# RC Sproul on the Role of Women in the Church



## scottmaciver

Hi all,

I was directed by a friend to this lecture by RC Sproul on the Role of Women in the Church in relation to 1 Timothy 2:12.

The gist is that he stated that he is positive that a woman ought not to be ordained to exercise authority over men. However, he suggests that a case could be made for the legitimacy of woman's preaching so long as she doesn't preach with judicial authority. He bases this on the fact that practically speaking from an ecclesiastical perspective, government is always tied to ministry, hence the result that woman preachers aren't authorised. This he questions.

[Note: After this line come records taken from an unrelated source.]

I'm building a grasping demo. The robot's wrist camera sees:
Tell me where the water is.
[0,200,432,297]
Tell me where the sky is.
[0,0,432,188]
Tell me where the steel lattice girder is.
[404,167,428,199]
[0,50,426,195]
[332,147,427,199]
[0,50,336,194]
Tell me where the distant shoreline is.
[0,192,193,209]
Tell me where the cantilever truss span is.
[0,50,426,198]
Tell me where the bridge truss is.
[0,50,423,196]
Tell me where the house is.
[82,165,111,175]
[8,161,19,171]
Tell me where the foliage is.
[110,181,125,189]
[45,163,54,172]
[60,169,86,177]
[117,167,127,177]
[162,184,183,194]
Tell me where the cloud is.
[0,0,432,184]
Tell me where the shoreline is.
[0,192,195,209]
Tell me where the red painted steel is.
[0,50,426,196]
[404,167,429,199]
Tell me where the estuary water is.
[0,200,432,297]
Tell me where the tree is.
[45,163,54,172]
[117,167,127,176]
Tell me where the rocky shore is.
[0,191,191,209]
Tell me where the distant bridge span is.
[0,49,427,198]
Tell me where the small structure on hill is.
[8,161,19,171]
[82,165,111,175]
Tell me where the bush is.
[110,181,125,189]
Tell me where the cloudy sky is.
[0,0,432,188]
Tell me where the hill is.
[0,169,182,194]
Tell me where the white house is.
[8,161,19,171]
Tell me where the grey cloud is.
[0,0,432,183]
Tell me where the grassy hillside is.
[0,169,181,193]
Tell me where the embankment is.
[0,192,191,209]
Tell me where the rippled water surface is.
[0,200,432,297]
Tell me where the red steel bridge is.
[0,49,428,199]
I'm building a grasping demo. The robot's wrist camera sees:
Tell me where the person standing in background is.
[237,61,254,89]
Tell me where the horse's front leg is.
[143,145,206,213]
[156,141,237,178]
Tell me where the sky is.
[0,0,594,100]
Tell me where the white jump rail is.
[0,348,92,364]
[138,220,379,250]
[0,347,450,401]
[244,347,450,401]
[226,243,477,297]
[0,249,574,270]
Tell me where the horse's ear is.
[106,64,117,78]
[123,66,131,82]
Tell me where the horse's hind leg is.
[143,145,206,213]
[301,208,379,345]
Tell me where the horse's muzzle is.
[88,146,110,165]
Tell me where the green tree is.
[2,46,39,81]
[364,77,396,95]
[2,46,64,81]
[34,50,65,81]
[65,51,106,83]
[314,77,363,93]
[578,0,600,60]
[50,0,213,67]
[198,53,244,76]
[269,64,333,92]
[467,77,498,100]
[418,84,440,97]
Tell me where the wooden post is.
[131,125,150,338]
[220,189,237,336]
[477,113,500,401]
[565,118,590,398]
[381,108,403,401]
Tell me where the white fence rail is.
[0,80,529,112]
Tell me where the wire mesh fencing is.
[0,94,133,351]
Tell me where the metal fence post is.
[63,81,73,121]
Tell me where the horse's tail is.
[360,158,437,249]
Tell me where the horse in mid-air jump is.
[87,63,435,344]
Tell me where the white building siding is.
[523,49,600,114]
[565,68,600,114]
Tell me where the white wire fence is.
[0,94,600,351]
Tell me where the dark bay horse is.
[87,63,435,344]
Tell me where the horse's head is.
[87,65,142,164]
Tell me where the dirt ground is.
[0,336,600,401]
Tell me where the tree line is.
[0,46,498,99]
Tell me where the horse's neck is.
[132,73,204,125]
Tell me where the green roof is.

He brought up the example of Elizabeth Elliot and asked those in attendance if, hypothetically speaking, Elizabeth Elliot ought to speak from the pulpit on Sunday. Interestingly, someone spoke in response to say that Elizabeth Elliot had rejected the opportunity to do so from his pulipt and stated, 'I will not come and preach and usurp your authority.'

I don't agree with Sproul's position and find it surprisingly confused. He went so far as to state that he 'is taking the most liberal view conceivable without violating apostolic authority,' although he 'could be wrong and persuaded of it.' He also said he had concerns that he could be too liberal on this.

Does anyone know when this lecture series was recorded and if he still holds to the same view?


----------



## Bill The Baptist

I've heard something similar to this before. In the book, Two Views on Women in Ministry, Craig Blomberg takes the position that it is permissible for women to preach only if it is under the authority of male elders. This strikes me as a rather odd compromise position.


----------



## scottmaciver

That's it Bill, but especially odd comign from RC Sproul.


----------



## scottmaciver

According to Wikipedia Here, Elizabeth Elliot shared her experieces until well into her 70s, but she is now in her late 80's. That obviously suggests that this recording was some years back. 

Would that be accurate? Again I'm wondering if Sproul still holds to these views. Can anyone shed any light on this?


----------



## Jerusalem Blade

Seeing as Ligonier is currently making it available I'd say he currently holds to it.


----------



## Hamalas

Weird.


----------



## scottmaciver

Jerusalem Blade said:


> Seeing as Ligonier is currently making it available I'd say he currently holds to it.



Yes you're right Steve. That would make sense!


----------



## Physeter

I find that odd. My church doesn't even have women deacons, and yet we have some of Sproul's works in our library.


----------